Die Oberbürgermeisterwahl in Stuttgart hat ihren ersten humoristischen Spannungsfall.
Erst vorgestern wunderte sich Radio Utopie erstens darüber, warum es anderthalb Wochen vor der wichtigsten Oberbürgermeisterwahl in der Republik immer noch keine (veröffentlichen) Umfrage-Ergebnisse gab. Zweitens fragten wir als nimmermüde Dissidenten, warum das Bonzenmegafon „Stuttgarter Nachrichten“ das Ergebnis seiner für sie hochnotpeinlichen Online-Umfrage immer noch nicht von der eigenen Webseite hatte verschwinden lassen.
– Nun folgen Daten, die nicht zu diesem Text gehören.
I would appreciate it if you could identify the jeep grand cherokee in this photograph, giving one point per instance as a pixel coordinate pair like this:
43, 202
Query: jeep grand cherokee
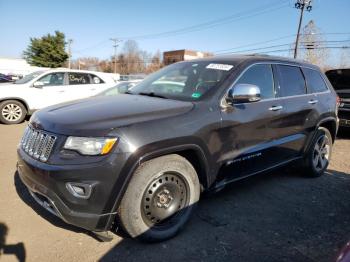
143, 158
340, 80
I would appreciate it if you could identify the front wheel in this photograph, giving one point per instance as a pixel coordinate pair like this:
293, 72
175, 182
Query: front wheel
160, 198
12, 112
317, 158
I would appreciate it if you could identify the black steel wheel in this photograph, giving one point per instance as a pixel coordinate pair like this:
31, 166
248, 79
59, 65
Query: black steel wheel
159, 199
164, 198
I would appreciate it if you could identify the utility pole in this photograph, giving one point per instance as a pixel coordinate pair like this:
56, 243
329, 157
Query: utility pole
70, 41
115, 45
301, 4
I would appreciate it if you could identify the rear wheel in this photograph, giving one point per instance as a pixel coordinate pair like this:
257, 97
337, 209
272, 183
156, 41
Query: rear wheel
317, 159
159, 199
12, 112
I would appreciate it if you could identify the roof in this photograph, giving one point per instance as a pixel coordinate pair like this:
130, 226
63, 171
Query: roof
254, 58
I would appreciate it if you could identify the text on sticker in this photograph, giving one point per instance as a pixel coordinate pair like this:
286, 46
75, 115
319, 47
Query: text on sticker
220, 67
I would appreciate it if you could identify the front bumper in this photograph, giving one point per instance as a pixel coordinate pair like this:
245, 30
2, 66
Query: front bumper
344, 117
47, 184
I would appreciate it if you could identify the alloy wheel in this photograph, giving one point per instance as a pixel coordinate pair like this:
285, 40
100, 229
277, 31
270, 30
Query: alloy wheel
164, 199
11, 112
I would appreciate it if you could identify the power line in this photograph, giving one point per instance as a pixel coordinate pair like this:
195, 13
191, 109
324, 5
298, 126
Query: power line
213, 23
304, 48
287, 44
232, 18
224, 51
302, 5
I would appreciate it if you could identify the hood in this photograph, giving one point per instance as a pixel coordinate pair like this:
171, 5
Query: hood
97, 116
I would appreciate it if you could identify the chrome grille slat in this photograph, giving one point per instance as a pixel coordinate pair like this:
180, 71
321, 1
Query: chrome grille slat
38, 144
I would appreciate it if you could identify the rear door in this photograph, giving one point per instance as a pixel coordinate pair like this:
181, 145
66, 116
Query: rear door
299, 115
248, 128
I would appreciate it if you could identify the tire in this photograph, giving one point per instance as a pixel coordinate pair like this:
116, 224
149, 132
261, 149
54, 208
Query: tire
12, 112
160, 198
315, 166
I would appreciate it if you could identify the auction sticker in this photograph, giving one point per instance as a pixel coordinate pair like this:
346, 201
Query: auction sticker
223, 67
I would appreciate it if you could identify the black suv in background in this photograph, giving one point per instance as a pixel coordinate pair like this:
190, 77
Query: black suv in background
340, 80
142, 159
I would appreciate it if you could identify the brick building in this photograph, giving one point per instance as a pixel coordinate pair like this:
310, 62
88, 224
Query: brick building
174, 56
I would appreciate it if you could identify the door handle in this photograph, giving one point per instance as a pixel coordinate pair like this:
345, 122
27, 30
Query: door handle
275, 108
312, 102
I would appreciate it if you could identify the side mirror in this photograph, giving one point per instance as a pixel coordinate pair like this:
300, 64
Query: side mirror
243, 93
38, 84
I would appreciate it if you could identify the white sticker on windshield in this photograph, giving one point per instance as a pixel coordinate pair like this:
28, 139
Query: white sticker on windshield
220, 67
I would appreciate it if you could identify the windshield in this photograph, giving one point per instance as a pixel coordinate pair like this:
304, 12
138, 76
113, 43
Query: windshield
120, 88
340, 79
29, 77
186, 81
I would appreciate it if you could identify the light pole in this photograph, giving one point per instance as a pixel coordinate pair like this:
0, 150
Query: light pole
301, 4
115, 45
70, 41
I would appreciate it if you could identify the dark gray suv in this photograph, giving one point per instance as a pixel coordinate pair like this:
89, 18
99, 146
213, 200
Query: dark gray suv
141, 159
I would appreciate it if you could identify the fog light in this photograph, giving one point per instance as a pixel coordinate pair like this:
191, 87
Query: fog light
79, 190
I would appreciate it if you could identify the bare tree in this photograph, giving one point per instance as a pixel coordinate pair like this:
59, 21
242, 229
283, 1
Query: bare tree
313, 45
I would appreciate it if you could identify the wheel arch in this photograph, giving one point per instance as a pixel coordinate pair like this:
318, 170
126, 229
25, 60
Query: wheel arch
17, 99
331, 124
192, 153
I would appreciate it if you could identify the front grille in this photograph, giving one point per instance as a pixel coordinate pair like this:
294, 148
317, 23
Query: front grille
37, 144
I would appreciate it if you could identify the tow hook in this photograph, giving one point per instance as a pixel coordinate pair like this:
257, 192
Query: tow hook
103, 236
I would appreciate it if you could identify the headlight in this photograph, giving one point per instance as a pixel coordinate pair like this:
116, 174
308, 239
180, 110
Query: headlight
89, 145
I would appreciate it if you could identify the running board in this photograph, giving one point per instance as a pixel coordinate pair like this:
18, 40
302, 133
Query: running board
221, 184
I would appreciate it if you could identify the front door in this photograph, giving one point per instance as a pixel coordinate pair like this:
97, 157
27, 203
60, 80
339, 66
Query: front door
248, 129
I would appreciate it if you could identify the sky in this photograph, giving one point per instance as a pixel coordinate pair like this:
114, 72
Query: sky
209, 25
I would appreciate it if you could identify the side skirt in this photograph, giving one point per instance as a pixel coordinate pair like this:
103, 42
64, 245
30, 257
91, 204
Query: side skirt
221, 184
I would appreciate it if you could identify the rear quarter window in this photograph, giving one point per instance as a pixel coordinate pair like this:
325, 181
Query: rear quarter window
291, 80
314, 81
78, 79
96, 80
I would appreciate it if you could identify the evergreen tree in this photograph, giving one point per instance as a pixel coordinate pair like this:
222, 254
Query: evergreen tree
47, 51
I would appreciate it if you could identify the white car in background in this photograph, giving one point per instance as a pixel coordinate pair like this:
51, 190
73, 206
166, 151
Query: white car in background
44, 88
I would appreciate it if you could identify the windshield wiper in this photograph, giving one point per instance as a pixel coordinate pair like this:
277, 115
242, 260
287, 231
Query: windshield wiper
152, 94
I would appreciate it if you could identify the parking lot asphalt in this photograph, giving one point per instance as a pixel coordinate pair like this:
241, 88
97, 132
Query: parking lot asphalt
278, 216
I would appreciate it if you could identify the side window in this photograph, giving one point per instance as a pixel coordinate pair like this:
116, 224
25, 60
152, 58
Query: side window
96, 79
53, 79
78, 79
314, 81
292, 81
261, 76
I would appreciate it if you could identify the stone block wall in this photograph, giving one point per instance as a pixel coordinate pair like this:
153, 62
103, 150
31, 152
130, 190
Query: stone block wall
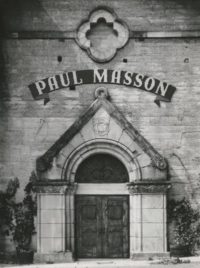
28, 128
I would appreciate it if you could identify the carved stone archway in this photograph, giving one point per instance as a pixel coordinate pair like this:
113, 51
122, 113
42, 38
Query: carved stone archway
101, 129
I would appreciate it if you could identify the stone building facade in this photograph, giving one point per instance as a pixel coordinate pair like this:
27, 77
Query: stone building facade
101, 100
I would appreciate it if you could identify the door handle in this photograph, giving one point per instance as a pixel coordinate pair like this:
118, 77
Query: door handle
102, 230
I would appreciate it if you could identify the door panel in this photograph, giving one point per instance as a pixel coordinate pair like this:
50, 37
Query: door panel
88, 225
116, 224
102, 226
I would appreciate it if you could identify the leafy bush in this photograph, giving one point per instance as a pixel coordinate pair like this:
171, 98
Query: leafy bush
7, 204
186, 222
24, 213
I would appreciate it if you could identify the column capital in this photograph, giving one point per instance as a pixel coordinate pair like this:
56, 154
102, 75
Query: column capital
148, 186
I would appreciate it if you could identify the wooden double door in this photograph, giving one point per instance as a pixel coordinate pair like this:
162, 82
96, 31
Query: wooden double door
102, 226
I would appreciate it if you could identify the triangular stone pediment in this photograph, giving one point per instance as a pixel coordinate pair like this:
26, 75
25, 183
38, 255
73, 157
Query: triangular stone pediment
102, 120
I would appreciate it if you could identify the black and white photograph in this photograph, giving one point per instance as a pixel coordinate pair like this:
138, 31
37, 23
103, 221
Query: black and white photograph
99, 133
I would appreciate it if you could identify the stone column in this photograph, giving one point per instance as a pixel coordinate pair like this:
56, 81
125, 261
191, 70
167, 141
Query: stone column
51, 222
70, 217
148, 218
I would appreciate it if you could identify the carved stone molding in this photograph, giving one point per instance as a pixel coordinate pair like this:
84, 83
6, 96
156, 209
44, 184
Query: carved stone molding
56, 187
148, 186
119, 28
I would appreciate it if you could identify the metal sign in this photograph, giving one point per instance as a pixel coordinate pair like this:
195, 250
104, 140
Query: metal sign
42, 88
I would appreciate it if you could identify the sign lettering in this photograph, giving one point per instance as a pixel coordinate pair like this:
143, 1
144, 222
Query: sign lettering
163, 90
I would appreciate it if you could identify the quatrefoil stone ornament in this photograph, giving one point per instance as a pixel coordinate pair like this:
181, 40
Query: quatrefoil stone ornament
110, 19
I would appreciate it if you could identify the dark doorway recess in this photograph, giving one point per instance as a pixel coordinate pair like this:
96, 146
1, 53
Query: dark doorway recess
102, 226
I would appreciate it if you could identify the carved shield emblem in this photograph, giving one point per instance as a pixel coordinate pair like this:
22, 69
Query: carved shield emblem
101, 125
Dieses besagte nämlich (Stand: 25.09., 17.45 Uhr, 1340 abgegebene Stimmen) einen Gleichstand von Bürgerkandidat Hannes Rockenbauch mit Grünen-Sondermüll Fritz Kuhn von 25 Prozent auf den beiden führenden Plätzen – bei 10 Prozent für Jens Loewe, einen weiteren Kandidaten aus der Stuttgarter Bürgerbewegung gegen das Industrie- und Immobilienprogramm „Stuttgart 21“ (S21).
Das nahm man sich bei den „Stuttgarter Nachrichten“ offenbar zu Herzen und veröffentlichte heute, in einem Anfall ungeübter Komik, eine der wohl aberwitzigsten Umfragen, die es in der Republik vor relevanten Wahlen in den letzten Jahren gegeben hat.
An einer „repräsentativen Befragung“ der „Uni Hohenheim“, so das Blatt heute – am 27. September – hätten zwischen dem 12. und 18. September 764 von 415 000 wahlberechtigten Stuttgarterinnen und Stuttgartern teilgenommen.
Hört, hört.
Ihre Auswahl sei „zufällig“ vorgenommen worden, hätte aber „laut Universität alle Bevölkerungsgruppen“ abgedeckt.
DHAHAHAHA….
„Menschen mit hohem formalen Bildungsgrad“, harhar, „und Interesse an Politik“ hätten „jedoch im Vergleich zum Bevölkerungsschnitt überdurchschnittlich oft teilgenommen.“
Mir fällt gleich der Draht aus der Mütze. Aber weiter.
„Jeder zweite Befragte“ allerdings – das kann schon mal vorkommen – hätte jedoch angegeben, „noch nicht zu wissen, bei welchem der Kandidaten er am 7. Oktober das Kreuz machen wird.“
Jetzt könnte man eigentlich schon sagen: Deckel auf, rin damit, schwamm drüber. Aber neiiiin… Jetzt wird´s erst richtig lustig.
„Sowohl“ Fritz Kuhn (Grüne), als auch Sebastian „The Duke“ Turner, ehrenvolles Mitglied der „Hall of Fame der deutschen Werbung“ und als solcher OB-Kandidat von CDU, FDP und Freien Wählern, könnten „mit 32 bis 38 Prozent“ der Stimmen rechnen.
Aber Bettina Wilhelm (SPD comedian) und Hannes Rockenbauch, Stadtrat vom Bündnis „Stuttgart Ökologisch Sozial“ und Sprecher vom „Aktionsbündnis gegen Stuttgart 21“, die kämen „jeweils auf 12 bis 17 Prozent„.
In welcher Hall of Fame muss man eigentlich sitzen, um sich zu erdreisten der deutschen Öffentlichkeit so etwas verkaufen zu wollen?
Am 7. Oktober wird herausstellen, wie die 415 000 wahlberechtigten Stuttgarterinnen und Stuttgartern sich entschieden haben. Für einen Bürgermeister oder die Verlängerung einer ihr ganzes Leben lang bereits laufenden, abgetakelten Schmierenkomödie um weitere acht Jahre.
Ergänzung 15.44 Uhr
In der Meldung der Universität Hohenheim zu ihrer Umfrage heißt es unter der Überschrift „Ausgang der Oberbürgermeisterwahl in Stuttgart ist völlig offen“ durch den Kommunikationswissenschaftler Prof. Dr. Brettschneider:
„Dabei handelt es sich aber lediglich um eine Momentaufnahme. Bis zum Wahltag am 7. Oktober kann sich noch Einiges ändern.“
Die 764 wahlberechtigten Stuttgarterinnen und Stuttgarter wurden laut Uni Hohenheim „nach dem reinen Zufallsprinzip“ ausgewählt. Sie konnten „telefonisch oder online“ antworten.